We had a client call our Support desk with a curious problem. When they went to their Contact list and typed one particular name in the Quick Find search box, it wouldn’t find the contact record. All other names seemed to work, but whenever they searched for a gentleman with the last name of “Way”, it would not find his record. They could find Mr. Way in advanced find, but never using the Quick Find.
This particular client was using the new(ish) option to “Enable full-text searching for Quick Find”. Disabling this, and waiting the frustratingly long 24 hours for the change to bite, resolved the issue. But users had grown accustomed to the quick response of the Quick Find.
We looked at everything from potentially bad, unprintable characters in the name to T-SQL reserved words to minimum search-string lengths, but couldn’t find the answer. A Microsoft engineer had to finally figure it out for us, so I thought I would write it up.
When you enable full-text searching for Quick Find in CRM 2015 or later, the database engine uses something called a full-text catalog to index the data it may need to search. Search engines, like Google or Bing, use the same notion to be able to search millions of websites in a fraction of a second – they scour websites and pull out important words and store them in a highly-indexed database to provide fast searching when a user uses that word in their search.
However, there are a lot of words and symbols that are just so common and ubiquitous, that they are useless to include as part of a search. “a”, “is”, and “the” are good examples – search engines ignore words like that because they are too common. SQL Server’s Full-text Engine is no different. To prevent a full-text index from becoming bloated, SQL Server has a mechanism that discards commonly occurring strings that do not help the search. These discarded strings are called stopwords . During index creation, the Full-Text Engine omits stopwords from the full-text index. This means that full-text queries will not search on stopwords.

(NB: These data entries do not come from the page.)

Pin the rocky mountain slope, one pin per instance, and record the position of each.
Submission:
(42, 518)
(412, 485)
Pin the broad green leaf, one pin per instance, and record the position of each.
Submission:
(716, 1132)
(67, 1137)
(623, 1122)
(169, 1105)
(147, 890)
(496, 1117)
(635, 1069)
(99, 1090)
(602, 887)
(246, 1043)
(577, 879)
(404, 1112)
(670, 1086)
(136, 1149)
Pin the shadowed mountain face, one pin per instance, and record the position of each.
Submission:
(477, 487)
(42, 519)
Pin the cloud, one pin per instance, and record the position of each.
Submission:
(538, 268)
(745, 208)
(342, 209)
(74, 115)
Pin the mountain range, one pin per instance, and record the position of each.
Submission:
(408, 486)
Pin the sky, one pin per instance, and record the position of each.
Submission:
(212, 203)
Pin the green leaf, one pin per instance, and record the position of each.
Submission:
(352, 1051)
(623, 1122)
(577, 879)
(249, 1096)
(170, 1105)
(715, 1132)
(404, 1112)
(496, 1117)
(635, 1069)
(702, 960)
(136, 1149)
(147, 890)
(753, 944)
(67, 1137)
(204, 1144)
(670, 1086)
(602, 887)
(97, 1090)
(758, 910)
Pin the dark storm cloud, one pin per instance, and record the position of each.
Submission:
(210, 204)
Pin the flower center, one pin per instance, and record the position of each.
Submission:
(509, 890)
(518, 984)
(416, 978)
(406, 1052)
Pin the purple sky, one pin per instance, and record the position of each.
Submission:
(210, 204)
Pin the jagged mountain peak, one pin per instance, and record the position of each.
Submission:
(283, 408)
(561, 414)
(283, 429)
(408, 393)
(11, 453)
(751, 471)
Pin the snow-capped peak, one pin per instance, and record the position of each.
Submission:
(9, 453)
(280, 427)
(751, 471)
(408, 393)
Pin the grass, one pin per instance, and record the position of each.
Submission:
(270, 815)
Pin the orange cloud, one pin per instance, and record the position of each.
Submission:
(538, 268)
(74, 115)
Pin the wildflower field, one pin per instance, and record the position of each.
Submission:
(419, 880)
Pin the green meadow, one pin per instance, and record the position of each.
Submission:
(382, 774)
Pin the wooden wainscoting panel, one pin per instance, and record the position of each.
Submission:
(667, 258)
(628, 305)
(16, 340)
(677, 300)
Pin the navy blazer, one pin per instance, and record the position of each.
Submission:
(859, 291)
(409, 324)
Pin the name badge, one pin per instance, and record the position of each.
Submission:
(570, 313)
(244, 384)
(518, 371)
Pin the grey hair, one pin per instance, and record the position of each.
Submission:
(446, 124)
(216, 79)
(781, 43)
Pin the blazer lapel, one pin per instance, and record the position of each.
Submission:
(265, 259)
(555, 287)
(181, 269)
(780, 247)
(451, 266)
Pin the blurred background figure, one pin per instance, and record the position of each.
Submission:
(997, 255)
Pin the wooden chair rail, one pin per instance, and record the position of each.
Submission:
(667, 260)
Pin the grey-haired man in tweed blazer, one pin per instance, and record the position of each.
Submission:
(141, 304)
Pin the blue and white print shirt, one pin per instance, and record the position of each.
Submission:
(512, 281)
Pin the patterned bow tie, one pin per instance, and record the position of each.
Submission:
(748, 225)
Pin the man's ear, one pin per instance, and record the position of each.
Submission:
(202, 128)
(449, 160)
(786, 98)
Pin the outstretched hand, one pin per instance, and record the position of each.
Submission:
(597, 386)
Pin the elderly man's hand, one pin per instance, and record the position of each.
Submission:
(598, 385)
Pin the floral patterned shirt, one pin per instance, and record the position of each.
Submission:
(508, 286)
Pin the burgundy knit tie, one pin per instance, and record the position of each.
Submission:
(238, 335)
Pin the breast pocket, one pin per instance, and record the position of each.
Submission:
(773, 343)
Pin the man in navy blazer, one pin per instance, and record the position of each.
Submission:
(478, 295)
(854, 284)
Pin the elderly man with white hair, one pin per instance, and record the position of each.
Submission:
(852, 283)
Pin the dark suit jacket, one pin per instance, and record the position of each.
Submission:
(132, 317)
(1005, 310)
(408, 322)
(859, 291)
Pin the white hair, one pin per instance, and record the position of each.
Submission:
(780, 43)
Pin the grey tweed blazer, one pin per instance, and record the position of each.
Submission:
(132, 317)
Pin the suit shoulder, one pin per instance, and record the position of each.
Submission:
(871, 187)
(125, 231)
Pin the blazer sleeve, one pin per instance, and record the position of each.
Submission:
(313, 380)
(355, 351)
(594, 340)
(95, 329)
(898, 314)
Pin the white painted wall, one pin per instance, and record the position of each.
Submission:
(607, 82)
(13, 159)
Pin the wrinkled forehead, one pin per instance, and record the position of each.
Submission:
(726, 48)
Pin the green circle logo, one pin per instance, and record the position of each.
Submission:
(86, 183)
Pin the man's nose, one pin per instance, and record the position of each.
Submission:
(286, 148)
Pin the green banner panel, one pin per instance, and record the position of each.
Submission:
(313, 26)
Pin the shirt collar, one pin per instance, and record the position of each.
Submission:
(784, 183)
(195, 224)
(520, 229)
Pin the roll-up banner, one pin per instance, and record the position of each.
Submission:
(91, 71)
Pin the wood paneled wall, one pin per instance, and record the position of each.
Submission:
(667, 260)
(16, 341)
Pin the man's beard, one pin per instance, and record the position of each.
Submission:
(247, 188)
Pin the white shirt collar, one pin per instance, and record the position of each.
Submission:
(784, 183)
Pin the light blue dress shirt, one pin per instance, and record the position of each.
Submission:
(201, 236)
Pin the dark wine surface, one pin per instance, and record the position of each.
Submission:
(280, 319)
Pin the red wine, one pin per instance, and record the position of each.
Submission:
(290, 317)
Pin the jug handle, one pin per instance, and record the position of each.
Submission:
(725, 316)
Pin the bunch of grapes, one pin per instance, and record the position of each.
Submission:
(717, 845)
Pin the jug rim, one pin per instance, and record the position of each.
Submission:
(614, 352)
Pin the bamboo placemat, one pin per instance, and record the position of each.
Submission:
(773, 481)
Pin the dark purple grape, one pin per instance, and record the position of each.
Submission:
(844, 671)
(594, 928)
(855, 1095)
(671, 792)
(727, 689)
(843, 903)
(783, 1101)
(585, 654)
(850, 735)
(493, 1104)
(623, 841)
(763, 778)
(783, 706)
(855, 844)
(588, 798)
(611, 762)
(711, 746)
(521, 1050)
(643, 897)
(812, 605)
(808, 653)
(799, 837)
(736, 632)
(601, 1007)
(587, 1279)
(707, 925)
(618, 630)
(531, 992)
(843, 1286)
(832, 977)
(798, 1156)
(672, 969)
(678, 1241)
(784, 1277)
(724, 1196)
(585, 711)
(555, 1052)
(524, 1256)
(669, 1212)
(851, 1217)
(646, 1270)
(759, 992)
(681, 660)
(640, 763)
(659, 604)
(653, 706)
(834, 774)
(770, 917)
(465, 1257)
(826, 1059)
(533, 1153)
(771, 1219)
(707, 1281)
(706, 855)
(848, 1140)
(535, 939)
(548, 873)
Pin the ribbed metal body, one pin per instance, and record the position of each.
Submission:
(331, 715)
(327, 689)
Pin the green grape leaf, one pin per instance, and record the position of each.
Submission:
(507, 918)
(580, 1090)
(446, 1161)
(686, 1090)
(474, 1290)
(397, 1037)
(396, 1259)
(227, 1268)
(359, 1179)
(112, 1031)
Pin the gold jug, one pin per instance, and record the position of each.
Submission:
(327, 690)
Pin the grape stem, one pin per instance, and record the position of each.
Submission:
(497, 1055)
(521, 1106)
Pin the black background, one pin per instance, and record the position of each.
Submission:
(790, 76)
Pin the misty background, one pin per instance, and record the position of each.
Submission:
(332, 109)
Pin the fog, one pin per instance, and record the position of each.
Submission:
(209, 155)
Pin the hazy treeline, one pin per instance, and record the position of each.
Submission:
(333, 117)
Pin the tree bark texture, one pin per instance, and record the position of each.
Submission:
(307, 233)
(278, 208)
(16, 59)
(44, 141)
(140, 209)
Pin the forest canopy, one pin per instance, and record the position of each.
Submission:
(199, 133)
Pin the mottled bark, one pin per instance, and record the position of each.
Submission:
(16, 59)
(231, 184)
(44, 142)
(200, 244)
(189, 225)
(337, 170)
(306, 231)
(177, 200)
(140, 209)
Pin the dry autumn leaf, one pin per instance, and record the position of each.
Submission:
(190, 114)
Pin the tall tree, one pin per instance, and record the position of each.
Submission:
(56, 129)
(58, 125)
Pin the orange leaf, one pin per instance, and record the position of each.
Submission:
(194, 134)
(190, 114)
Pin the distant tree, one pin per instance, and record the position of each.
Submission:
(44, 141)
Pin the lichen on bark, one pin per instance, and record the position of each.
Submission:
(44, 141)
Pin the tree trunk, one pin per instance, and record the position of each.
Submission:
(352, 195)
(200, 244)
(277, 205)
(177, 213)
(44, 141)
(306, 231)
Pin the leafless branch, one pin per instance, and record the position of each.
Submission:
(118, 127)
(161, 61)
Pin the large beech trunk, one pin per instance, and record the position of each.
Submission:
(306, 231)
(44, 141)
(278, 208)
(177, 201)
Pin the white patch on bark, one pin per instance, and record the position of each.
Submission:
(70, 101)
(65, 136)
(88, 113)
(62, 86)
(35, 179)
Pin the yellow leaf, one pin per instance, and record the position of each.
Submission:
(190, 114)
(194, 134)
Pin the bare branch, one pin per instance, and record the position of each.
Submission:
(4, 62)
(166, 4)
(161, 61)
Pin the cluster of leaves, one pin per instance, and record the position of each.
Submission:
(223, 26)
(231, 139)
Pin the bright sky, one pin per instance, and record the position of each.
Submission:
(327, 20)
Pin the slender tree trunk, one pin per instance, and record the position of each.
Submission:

You can find the list of stopwords on your SQL server by using this query:
select * from sys.fulltext_system_stopwords where language_id =1033
(note: if you’re using a language other than English, you may need to change or just omit the language_id part of that where clause)
On my server there are 150+ stopwords, and what do you know – “way” is one of them.
So every time anyone searched for “way” or any other word in this list, SQL doesn’t even try the search because it knows it will not find any results because it wasn’t indexing that word in the first place.
If this problem affects you, you have two choices:
- Elect to not use the Full-text search option in CRM, and revert back to the old method
- If you are on-premise, you can have your DBA update the list of stopwords by creating a custom stoplist.